Pleurosaurus, the only certainly known genus of the family, was long supposed to be a member of the Rhynchocephalia, though it has also long been known to have but a single upper temporal opening. Its remarkable adaptation to aquatic life is shown in the elongated head, posterior nares, short neck, very slender trunk, very small legs, and enormously elongated tail, with its long chevrons and spines, which in life was surmounted by a thin crest of scales.

Acrosaurus is probably only the young of Pleurosaurus, as the author convinced himself by examination of specimens in the Munich museum. In consequence, the ordinal name once proposed for these reptiles, Acrosauria, is inappropriate. The structure of the temporal region still needs confirmation. If there is but a single bone bounding the temporal opening posteriorly, it is in much probability the real squamosal.

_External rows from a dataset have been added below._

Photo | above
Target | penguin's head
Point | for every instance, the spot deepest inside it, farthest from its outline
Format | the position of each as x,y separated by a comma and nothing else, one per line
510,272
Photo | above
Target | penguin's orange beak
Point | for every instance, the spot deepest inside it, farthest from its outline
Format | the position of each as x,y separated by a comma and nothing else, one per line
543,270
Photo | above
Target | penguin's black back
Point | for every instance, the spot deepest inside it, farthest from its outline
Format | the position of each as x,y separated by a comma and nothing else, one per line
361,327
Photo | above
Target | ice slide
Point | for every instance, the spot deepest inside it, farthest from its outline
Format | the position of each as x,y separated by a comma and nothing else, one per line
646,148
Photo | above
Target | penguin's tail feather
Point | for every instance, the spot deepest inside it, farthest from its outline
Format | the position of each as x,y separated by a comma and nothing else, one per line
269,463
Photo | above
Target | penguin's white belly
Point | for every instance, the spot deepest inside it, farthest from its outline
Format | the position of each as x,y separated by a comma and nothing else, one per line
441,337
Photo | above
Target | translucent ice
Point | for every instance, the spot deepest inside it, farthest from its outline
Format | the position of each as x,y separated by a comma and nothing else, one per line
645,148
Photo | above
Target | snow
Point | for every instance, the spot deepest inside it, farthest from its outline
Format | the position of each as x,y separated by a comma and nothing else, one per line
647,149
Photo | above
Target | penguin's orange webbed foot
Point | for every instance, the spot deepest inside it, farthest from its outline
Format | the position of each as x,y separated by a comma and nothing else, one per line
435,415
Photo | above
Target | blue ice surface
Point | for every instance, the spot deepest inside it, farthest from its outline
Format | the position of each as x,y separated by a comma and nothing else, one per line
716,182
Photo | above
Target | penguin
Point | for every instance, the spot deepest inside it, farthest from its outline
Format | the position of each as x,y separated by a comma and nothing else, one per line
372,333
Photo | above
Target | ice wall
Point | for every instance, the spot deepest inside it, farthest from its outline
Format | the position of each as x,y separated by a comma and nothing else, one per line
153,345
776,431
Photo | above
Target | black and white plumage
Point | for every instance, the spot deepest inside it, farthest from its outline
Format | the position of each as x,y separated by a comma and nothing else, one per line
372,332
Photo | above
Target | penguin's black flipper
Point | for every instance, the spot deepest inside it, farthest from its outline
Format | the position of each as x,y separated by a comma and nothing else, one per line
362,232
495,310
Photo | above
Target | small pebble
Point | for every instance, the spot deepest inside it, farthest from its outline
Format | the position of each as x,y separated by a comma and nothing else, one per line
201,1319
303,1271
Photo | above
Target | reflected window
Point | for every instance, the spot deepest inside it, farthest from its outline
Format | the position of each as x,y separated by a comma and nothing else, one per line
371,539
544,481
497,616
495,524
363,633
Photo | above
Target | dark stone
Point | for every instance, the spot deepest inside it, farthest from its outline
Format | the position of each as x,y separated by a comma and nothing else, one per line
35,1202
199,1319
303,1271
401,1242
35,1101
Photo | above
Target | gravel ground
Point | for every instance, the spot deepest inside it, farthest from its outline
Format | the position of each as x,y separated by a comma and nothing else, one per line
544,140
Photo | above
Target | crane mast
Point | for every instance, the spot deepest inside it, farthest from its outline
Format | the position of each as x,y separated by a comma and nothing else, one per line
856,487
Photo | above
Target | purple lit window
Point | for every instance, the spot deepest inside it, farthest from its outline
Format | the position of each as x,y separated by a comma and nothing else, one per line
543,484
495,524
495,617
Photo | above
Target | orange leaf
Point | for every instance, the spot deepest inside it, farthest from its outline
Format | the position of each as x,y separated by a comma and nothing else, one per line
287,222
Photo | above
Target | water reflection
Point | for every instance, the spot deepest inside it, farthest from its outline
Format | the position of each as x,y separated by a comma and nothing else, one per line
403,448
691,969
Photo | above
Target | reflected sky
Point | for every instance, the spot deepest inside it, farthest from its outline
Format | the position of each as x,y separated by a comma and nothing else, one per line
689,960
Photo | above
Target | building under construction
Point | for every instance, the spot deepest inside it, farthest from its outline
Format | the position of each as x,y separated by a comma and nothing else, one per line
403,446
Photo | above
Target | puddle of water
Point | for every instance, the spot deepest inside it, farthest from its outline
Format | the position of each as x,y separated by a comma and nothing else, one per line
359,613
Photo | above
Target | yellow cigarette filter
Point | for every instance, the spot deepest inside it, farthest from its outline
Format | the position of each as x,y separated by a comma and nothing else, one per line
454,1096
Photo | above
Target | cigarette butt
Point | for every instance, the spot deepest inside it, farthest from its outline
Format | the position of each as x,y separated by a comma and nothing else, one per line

Uppermost Jurassic. Pleurosaurus v. Meyer (Anguisaurus Münster, Saurophidium Jourdan), Germany, France. ? Acrosaurus v. Meyer. Germany.


11. ORDER SQUAMATA

With a single temporal vacuity on each side, bounded by parietal, tabular, squamosal, and postorbital, secondarily sometimes roofed over or the arcade obsolete. No lower temporal opening or bar. Quadrate movably articulated, streptostylic, secondarily sometimes fixed. No supratemporals, dermosupraoccipitals, or quadratojugals. The pterygoids articulate in front with the palatines, never with the prevomers. Paroccipitals fused with exoccipitals. Interorbital septum not ossified. Teeth acrodont or pleurodont, often attached to palatine and pterygoid. Prearticular fused with articular. Ribs single-headed, articulating with centrum.